Rocco Scotellaro, poeta e sindaco dei contadini
La vicenda umana di Rocco Scotellaro è emblematica sotto molti aspetti ed è per questo che abbiamo deciso di sottoporla ai nostri lettori, specie ai più giovani, perché paradigmatica di un certo modo di procedere e di una certa mentalità, che sbaglieremmo a ritenere superata.
Nato a Tricarico, paese agricolo di poco più di 5.000 abitanti nel materano, nel 1923, morì a Portici, giovanissimo, nel 1953. Nella sua pur breve vita, Scotellaro ci ha lasciato un’indelebile testimonianza artistica con la raccolta di poesie “Si è fatto giorno” (Premio Viareggio) e con due opere pubblicate postume: “L’uva puttanella” e “Contadini del Sud”.
Non è, oggi, della straordinaria valenza poetica di Scotellaro – cantore ineguagliabile del mondo contadino e dei deboli – ma della sua vicenda umana e politica. Scotellaro divenne Sindaco di Tricarico giovanissimo, a soli 23 anni, interpretando il suo mandato come missione a favore degli umili e dei più deboli. Partecipò con i braccianti alle occupazioni delle terre degli anni ’49 e ’50. Si mosse sempre con azioni a favore dei poveri, dividendo i suoi pasti e i stessi magri proventi con chi ne aveva maggiormente bisogno.
Scotellaro fu sindaco amatissimo, al punto che, nonostante lo spostamento a destra dell’Italia del 1948 e della sua regione, verrà rieletto.
Il poeta contadino, intrepretando alla lettera il suo mandato politico e schierandosi sempre a favore dei più deboli e contro i prepotenti, dava enormemente fastidio. Era visto come fumo negli occhi in una regione ritornata in gran parte sotto il controllo dei vecchi gruppi dirigenti, passati dal fiancheggiamento della dittatura all’appoggio al partito di governo (D.C.) con la benedizione delle gerarchie ecclesiastiche. Bisognava, pertanto, trovare il modo di neutralizzarlo. Venne confezionata ai suoi danni una falsa accusa di peculato, per la quale venne incarcerato e tenuto in galera per quasi due mesi, nonostante non sussistesse né il pericolo di fuga né quello di inquinamento delle prove. La carcerazione aveva il valore simbolico di intimidazione e distruzione dell’immagine pubblica di un uomo politico rieletto dalla popolazione, nonostante il mutare degli equilibri politici.
La Corte d’Appello di Potenza riconoscerà l’innocenza dell’imputato e la falsità delle accuse, sottolineando le motivazioni politiche e non giudiziarie del procedimento.

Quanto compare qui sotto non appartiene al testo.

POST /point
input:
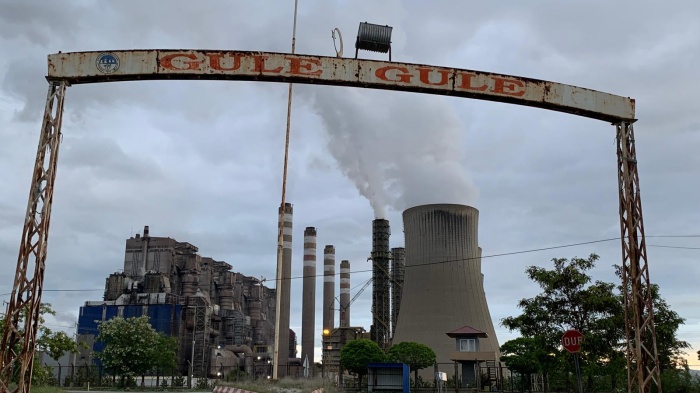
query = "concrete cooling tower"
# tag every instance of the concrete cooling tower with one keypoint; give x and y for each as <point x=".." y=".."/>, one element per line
<point x="443" y="287"/>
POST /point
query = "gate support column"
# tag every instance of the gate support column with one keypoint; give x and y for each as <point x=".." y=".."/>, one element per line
<point x="642" y="356"/>
<point x="19" y="342"/>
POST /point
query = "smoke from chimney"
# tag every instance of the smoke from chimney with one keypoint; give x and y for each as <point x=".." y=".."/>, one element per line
<point x="399" y="149"/>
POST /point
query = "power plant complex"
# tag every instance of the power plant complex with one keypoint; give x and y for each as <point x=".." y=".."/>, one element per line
<point x="430" y="291"/>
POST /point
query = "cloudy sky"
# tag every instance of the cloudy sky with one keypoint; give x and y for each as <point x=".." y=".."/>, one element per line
<point x="201" y="161"/>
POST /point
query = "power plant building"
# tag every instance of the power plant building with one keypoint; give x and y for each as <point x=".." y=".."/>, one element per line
<point x="224" y="318"/>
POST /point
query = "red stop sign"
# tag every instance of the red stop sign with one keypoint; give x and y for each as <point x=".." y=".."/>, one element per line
<point x="571" y="340"/>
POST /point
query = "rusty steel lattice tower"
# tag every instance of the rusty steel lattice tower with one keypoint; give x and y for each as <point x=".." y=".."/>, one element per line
<point x="643" y="370"/>
<point x="18" y="345"/>
<point x="380" y="257"/>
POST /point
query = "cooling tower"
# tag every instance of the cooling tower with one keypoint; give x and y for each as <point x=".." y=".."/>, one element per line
<point x="328" y="287"/>
<point x="285" y="290"/>
<point x="381" y="311"/>
<point x="443" y="286"/>
<point x="308" y="306"/>
<point x="344" y="293"/>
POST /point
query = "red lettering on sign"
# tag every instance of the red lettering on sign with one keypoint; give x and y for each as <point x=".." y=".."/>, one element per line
<point x="511" y="87"/>
<point x="215" y="62"/>
<point x="260" y="66"/>
<point x="424" y="74"/>
<point x="192" y="64"/>
<point x="404" y="76"/>
<point x="466" y="82"/>
<point x="310" y="67"/>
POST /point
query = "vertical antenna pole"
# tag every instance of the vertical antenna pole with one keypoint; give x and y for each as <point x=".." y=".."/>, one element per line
<point x="280" y="240"/>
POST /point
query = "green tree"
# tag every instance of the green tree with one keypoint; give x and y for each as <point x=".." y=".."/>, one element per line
<point x="418" y="356"/>
<point x="527" y="356"/>
<point x="570" y="299"/>
<point x="55" y="344"/>
<point x="133" y="347"/>
<point x="357" y="354"/>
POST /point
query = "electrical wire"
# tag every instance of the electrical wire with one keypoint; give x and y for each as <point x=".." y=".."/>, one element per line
<point x="458" y="259"/>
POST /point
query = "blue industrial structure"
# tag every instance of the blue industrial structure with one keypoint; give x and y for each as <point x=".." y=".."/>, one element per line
<point x="165" y="318"/>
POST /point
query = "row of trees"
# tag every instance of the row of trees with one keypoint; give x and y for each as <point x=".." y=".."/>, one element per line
<point x="54" y="343"/>
<point x="570" y="299"/>
<point x="356" y="355"/>
<point x="132" y="347"/>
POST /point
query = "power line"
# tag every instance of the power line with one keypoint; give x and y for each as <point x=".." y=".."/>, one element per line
<point x="458" y="259"/>
<point x="677" y="247"/>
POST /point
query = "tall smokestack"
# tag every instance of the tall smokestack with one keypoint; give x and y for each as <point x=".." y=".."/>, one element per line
<point x="398" y="255"/>
<point x="380" y="283"/>
<point x="344" y="293"/>
<point x="144" y="252"/>
<point x="285" y="290"/>
<point x="442" y="263"/>
<point x="308" y="306"/>
<point x="328" y="287"/>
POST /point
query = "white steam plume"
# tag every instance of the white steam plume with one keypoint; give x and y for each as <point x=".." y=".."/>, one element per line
<point x="399" y="149"/>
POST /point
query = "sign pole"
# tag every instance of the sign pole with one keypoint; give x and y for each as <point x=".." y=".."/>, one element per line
<point x="571" y="341"/>
<point x="577" y="366"/>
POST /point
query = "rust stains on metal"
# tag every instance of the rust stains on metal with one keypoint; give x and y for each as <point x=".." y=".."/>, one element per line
<point x="95" y="67"/>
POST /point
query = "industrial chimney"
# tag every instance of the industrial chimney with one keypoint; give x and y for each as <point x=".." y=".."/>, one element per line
<point x="328" y="287"/>
<point x="344" y="293"/>
<point x="443" y="287"/>
<point x="285" y="290"/>
<point x="308" y="306"/>
<point x="380" y="283"/>
<point x="144" y="252"/>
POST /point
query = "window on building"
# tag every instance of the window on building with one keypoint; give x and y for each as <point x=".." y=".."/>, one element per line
<point x="467" y="345"/>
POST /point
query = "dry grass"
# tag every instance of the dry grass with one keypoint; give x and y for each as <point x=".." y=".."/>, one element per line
<point x="285" y="385"/>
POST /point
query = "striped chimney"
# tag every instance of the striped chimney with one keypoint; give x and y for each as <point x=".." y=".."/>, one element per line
<point x="285" y="290"/>
<point x="328" y="287"/>
<point x="344" y="293"/>
<point x="308" y="305"/>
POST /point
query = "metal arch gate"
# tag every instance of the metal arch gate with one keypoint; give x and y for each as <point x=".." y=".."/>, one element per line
<point x="65" y="69"/>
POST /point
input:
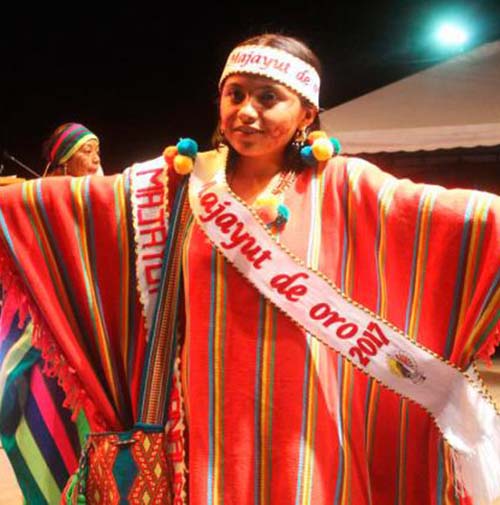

In tutta la vicenda si inserirono – cosa non tramontata nemmeno ai giorni nostri – speculatori di ogni ordine e grado, che avviarono una campagna diffamatoria vile e strisciante. La stampa venne usata come strumento larvato di linciaggio. Gli speculatori fecero perno su un manipolo di giornalisti senza spina dorsale, che si prestarono alla bisogna (nihil sub sole novi!).
Scotellaro potè lasciare il carcere ma decise, al contempo, di lasciare la carica di sindaco di Tricarico e l’impegno politico diretto.
La vicenda del poeta lucano non rappresenta solo un episodio di cattiva giustizia; resta come uno dei simboli di una democrazia fortemente incompiuta nella quale il vecchio Stato fascista – per incarico di un ceto politico passato senza nessuna scossa dal regime alle regole inapplicate della democrazia – si è prestato a un episodio di semplice epurazione. Scotellaro aveva visto in quel processo e in quella carcerazione preventiva il segno dell’ostilità di quello Stato che aveva ritenuto di servire a favore dei suoi contadini di Tricarico.